Compared to the lending market share at financial institutions, the market share of financial institutions with a scope of activities nationwide is low in Japan, while the market share of financial institutions headquartered in cities or provinces is high.
Conversely, financial institutions operating nationwide occupy a large market share in Vietnam while those headquartered in cities and provinces have a very small market share.
In Japan, credit funds and agricultural cooperatives are formed on a cooperative basis.
Vietnam is an agricultural country, so PCFs mainly undertake credit granting to serve the steps from cultivation to harvesting.
I have also heard that, right now, due to the urbanization process, many customers of PCFs are from the industrial sector.
Therefore, the targets of credit provision are also changing, just like Japan.
Japan’s Central Credit Fund was established in 1995 and is responsible for managing about 1,100 PCFs nationwide. It was converted into the Cooperative Bank in 2013.

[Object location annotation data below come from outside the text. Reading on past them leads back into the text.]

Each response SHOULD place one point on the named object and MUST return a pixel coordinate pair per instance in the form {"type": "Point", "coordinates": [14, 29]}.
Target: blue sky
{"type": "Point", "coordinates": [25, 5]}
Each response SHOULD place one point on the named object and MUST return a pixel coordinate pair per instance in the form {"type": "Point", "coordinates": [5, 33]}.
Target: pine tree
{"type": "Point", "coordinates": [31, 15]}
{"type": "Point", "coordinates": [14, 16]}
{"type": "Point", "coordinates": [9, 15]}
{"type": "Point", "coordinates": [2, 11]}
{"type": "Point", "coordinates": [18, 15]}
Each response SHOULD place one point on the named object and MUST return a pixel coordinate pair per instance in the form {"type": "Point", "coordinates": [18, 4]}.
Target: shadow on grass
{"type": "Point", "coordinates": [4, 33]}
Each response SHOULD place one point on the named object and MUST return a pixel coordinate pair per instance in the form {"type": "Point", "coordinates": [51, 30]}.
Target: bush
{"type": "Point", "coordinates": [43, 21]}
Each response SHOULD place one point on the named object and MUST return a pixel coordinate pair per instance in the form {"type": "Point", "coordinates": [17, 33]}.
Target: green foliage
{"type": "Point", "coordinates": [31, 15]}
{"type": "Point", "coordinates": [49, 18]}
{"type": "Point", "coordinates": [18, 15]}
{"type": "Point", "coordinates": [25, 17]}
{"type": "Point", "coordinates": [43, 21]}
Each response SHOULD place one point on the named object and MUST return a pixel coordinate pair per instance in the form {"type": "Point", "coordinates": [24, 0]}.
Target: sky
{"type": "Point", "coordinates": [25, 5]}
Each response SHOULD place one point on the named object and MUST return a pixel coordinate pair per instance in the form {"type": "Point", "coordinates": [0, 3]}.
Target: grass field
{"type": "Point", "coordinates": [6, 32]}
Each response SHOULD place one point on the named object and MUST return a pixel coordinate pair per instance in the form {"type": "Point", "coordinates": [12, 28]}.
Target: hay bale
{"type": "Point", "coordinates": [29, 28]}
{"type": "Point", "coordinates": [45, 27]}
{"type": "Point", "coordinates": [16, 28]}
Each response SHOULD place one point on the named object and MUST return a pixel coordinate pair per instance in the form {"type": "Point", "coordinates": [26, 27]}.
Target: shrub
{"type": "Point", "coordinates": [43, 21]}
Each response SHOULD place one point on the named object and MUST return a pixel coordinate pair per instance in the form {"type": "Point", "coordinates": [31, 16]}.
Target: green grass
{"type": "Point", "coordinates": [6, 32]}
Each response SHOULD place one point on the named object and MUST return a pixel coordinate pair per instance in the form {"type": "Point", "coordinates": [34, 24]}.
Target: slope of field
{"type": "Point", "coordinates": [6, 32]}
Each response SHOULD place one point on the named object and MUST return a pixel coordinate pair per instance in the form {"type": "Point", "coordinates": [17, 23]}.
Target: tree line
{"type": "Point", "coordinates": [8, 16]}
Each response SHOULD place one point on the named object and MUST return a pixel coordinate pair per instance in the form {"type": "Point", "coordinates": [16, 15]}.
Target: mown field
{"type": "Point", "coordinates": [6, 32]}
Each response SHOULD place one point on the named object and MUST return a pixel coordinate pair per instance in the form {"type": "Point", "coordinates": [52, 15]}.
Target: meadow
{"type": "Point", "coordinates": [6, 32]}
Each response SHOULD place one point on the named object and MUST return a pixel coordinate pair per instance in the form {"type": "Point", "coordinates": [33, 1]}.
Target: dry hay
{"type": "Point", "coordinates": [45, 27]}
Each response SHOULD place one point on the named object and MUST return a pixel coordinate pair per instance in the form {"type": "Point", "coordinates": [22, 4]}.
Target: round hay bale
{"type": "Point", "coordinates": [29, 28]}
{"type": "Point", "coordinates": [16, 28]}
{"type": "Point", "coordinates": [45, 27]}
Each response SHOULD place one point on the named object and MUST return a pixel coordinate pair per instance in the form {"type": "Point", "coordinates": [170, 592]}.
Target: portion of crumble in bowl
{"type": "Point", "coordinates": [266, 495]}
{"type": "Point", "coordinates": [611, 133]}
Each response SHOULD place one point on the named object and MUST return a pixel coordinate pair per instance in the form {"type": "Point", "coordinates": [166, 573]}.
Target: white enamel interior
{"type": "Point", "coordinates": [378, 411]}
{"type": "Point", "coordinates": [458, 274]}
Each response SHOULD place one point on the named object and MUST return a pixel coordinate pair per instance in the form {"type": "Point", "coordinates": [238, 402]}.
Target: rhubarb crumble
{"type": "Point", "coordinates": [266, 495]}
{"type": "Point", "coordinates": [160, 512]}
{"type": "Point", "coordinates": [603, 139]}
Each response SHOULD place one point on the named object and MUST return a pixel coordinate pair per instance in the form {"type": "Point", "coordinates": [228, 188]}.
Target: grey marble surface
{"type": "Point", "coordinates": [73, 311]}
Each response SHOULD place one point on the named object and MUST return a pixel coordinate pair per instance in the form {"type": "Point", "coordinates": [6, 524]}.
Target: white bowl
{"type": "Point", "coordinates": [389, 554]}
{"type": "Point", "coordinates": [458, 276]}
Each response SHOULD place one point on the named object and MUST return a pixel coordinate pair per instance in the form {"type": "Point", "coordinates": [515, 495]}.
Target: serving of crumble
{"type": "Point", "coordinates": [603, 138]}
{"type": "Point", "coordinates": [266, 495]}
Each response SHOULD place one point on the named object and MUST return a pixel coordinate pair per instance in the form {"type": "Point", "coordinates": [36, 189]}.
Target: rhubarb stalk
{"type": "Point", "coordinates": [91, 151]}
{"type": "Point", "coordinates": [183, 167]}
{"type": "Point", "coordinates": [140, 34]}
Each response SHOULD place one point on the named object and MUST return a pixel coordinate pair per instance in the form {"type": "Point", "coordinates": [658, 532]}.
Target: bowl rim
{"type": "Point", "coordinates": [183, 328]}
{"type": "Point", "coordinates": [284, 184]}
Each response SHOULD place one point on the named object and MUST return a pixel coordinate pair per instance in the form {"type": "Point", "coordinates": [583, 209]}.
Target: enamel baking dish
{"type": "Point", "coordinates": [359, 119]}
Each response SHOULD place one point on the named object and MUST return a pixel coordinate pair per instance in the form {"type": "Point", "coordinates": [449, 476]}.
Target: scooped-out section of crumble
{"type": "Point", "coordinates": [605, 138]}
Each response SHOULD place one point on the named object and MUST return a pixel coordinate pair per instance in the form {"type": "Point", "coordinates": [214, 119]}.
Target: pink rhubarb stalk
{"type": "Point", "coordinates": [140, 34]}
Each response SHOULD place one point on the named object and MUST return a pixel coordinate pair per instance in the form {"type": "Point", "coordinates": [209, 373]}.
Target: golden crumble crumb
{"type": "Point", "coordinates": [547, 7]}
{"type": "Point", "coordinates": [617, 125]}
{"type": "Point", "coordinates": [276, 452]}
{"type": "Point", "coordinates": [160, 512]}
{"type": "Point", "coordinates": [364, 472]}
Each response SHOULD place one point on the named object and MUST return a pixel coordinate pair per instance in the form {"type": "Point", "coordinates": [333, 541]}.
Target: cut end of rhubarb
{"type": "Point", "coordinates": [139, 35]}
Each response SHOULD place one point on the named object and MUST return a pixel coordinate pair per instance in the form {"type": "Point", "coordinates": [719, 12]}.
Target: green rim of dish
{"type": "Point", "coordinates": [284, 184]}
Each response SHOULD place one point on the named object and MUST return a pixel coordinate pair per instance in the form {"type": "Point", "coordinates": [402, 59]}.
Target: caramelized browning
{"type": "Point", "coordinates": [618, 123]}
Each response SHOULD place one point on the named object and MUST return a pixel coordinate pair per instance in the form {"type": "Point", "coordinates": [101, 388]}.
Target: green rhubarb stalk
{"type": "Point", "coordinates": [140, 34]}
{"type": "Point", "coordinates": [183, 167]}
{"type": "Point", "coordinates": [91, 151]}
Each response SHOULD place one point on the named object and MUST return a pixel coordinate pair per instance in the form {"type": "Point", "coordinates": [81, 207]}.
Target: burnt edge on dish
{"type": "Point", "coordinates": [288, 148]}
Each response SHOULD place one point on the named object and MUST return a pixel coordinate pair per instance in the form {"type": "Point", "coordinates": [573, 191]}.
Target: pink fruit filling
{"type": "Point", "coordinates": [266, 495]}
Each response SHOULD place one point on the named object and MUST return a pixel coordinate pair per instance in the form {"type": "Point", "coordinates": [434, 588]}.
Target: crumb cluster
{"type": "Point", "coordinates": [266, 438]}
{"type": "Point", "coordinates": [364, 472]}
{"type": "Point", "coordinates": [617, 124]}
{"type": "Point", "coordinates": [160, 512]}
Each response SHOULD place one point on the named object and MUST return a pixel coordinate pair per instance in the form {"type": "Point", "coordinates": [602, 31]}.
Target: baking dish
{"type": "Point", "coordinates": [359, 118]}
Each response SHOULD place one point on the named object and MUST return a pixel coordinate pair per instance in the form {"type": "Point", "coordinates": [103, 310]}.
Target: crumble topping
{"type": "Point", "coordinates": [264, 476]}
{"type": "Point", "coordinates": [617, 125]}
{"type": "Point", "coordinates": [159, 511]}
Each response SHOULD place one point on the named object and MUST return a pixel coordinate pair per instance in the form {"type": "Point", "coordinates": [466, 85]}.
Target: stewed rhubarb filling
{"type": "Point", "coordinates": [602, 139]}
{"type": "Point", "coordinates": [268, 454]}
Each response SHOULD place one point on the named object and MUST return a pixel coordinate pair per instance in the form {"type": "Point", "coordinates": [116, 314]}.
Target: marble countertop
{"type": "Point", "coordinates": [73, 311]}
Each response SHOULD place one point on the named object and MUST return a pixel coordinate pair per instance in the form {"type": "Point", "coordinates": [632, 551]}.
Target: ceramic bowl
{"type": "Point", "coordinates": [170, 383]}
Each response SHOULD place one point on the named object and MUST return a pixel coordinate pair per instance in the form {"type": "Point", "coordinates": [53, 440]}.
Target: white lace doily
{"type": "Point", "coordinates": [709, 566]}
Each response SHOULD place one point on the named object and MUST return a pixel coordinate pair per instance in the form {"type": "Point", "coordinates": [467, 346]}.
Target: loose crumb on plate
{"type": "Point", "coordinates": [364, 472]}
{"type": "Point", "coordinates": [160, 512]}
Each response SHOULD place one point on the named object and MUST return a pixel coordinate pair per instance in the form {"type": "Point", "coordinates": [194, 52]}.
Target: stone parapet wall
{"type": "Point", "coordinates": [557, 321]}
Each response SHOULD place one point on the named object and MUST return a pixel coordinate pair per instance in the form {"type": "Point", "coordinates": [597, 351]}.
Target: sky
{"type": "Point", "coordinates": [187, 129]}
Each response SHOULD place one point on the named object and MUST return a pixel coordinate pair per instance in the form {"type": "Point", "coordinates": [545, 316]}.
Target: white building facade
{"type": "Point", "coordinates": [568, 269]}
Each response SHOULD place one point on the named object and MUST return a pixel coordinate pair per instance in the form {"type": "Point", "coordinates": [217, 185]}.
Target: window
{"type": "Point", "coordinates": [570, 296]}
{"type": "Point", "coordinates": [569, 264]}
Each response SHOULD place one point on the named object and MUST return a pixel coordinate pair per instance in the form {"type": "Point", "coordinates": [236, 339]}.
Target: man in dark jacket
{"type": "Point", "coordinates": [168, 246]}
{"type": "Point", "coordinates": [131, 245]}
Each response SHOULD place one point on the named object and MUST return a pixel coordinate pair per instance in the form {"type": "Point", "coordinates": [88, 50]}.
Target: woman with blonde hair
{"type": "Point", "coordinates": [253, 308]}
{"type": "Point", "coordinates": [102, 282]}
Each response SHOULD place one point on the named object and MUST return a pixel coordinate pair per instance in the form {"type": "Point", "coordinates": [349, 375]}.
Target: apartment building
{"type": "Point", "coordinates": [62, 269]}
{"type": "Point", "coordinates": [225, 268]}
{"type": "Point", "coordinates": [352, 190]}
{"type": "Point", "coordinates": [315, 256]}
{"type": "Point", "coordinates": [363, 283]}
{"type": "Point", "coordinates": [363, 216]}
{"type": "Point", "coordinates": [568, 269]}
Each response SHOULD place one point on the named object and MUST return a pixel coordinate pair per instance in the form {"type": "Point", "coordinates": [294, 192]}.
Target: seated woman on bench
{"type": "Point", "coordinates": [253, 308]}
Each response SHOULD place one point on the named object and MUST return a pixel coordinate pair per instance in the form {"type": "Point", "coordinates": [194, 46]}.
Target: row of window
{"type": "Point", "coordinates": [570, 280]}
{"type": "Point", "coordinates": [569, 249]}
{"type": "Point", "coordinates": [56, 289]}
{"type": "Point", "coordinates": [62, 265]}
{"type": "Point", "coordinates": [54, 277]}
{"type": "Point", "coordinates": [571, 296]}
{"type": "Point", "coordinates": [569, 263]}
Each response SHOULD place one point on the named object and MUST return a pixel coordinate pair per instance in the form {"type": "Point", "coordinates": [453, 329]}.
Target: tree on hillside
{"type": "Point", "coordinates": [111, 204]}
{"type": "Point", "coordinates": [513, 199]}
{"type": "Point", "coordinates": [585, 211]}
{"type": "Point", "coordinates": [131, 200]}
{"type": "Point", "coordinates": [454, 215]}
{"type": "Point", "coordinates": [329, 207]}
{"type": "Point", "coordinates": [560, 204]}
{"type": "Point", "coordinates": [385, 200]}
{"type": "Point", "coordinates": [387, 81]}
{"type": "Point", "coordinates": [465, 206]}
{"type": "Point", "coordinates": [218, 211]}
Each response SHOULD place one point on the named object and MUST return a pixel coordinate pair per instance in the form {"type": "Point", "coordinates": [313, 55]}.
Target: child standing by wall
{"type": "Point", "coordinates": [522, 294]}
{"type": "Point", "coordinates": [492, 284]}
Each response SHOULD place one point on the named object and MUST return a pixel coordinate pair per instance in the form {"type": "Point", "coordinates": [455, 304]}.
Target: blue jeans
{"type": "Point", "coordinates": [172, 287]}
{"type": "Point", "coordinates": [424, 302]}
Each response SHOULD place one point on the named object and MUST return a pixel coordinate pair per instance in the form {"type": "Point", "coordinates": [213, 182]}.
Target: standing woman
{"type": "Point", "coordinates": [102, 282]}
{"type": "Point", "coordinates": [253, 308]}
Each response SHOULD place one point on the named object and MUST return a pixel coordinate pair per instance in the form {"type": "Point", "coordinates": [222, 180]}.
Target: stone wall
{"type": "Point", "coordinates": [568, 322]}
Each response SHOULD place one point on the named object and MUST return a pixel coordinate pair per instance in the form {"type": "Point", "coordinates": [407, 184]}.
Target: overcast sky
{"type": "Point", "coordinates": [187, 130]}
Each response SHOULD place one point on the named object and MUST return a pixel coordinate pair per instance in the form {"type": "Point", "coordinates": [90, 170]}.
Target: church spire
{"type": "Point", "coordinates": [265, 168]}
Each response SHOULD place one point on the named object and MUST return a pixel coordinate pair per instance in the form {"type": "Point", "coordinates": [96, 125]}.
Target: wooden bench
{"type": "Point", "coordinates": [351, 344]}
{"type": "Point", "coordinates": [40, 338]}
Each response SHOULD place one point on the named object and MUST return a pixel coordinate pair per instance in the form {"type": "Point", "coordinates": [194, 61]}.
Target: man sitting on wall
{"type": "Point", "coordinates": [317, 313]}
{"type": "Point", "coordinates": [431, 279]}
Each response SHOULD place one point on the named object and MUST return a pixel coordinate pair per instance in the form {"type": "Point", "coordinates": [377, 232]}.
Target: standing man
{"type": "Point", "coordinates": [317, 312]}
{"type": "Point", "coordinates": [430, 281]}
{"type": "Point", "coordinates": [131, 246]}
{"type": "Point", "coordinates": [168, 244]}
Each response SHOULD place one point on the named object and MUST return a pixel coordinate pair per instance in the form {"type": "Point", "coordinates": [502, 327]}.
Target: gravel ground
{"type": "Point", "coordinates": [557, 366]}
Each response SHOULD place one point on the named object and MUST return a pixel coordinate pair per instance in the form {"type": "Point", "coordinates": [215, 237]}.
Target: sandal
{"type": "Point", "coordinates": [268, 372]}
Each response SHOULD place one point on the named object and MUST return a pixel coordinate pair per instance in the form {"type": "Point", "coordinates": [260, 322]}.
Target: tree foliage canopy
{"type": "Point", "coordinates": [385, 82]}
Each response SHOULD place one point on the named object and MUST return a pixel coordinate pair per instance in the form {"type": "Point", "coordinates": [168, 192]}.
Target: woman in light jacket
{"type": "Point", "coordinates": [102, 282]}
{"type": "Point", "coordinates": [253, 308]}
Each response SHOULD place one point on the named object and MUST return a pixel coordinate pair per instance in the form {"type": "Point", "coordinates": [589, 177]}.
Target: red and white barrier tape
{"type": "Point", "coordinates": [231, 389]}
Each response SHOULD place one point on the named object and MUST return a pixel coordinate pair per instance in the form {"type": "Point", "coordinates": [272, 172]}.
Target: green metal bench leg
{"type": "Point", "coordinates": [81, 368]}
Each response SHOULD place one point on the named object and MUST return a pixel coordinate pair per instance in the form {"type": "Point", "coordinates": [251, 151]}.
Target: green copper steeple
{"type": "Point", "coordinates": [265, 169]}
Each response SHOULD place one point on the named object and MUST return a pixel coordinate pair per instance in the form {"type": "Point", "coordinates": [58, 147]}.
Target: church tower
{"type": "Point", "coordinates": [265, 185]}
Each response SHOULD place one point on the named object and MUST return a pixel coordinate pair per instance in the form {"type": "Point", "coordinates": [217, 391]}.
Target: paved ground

It is recognized by various researchers that the Japanese method is more progressive than the Vietnamese method.
However, Japan’s financial system could not avoid being affected by global crises – the collapse of Lehman Brothers in particular.
Although the State Bank of Vietnam (SBV) has had to face economic problems, it limited the effect of global crises on Vietnam’s economy.
The business index of financial institutions is not clear but there is no duplicity between customers and banks. The financial system operates fairly in Vietnam.
When reviewing the economic bubble at the time, it was said that Japan did not announce its bad loans, but the reality is that it did not know how to tally them.
People did not understand bad loans before 1999.
According to Japanese media, Japan’s total bad loans stood at JPY8 trillion ($68.4 billion) but according to US media they stood at about JPY100 trillion ($854.6 billion).